Re: [Scikit-learn-general] API for multi-sample "documents"

Vlad Niculae Fri, 02 Nov 2012 19:08:46 -0700

Here's a quick mockup that I used for my syllables. This e-mail contains
a write-up of my observations, followed by the reply to Andy's questions.


https://gist.github.com/4005112

I marked the groups using a indicator array. This way if you want to shuffle
the dataset, you can just apply the same permutation to the groups vector
and the score function will still work. Unfortunately the implementation
is O(n_groups * n_samples), which in my case tends to n_samples ** 2 which
makes it unfeasible.

I quickly hacked a function to compute the score in one pass relying on the
contiguity assumption, just so I can get a result. It's less elegant though,
but I will come back to it. With additional memory it can be implemented in
one go for the shuffled case.

A note is that this generalizes easily: replace np.all with something like
at_least_k, or some weighted average (as in the metrics used in coreference
resolution[1] that I want to end up implementing). The specific aggregator
function can be passed as a parameter.

A general form for such a score would actually have two aggregator functions,
one at group level and one at global level, but I can't think of any use
cases where the global one would be anything else than the mean. 

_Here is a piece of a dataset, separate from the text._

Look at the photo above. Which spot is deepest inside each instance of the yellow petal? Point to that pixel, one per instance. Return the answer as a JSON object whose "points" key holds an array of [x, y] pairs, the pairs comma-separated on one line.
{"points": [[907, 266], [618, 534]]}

[1] http://journals.cambridge.org/action/displayAbstract?aid=8376543
On Oct 31, 2012, at 13:19 , Andreas Mueller <amuel...@ais.uni-bonn.de> wrote:

> Hi Vlad.
> This is definitely a good question. I have that often when representing
> an image as bags of keypoints / features.
> Why is it not a good solution to have X as being a list of  arrays / lists?

Because if you feed such a structure into an estimator that uses
mini-batches, you would want the data shuffled first, but the list
of lists forces contiguity of classes. If your groups (documents) are small
compared to the batch size, you can maybe split at group level, but it
depends what independency assumptions you want.

> Which algorithms do you want to use such samples in?

Good question. For now I'm only interested in scores, but probably all objects
should be aware of such structure and let it pass throught when they do their
job, so the grouping can be fed in with the dataset and used at the end during
scoring.

> The text feature extraction sort of deals with this by using a list, right?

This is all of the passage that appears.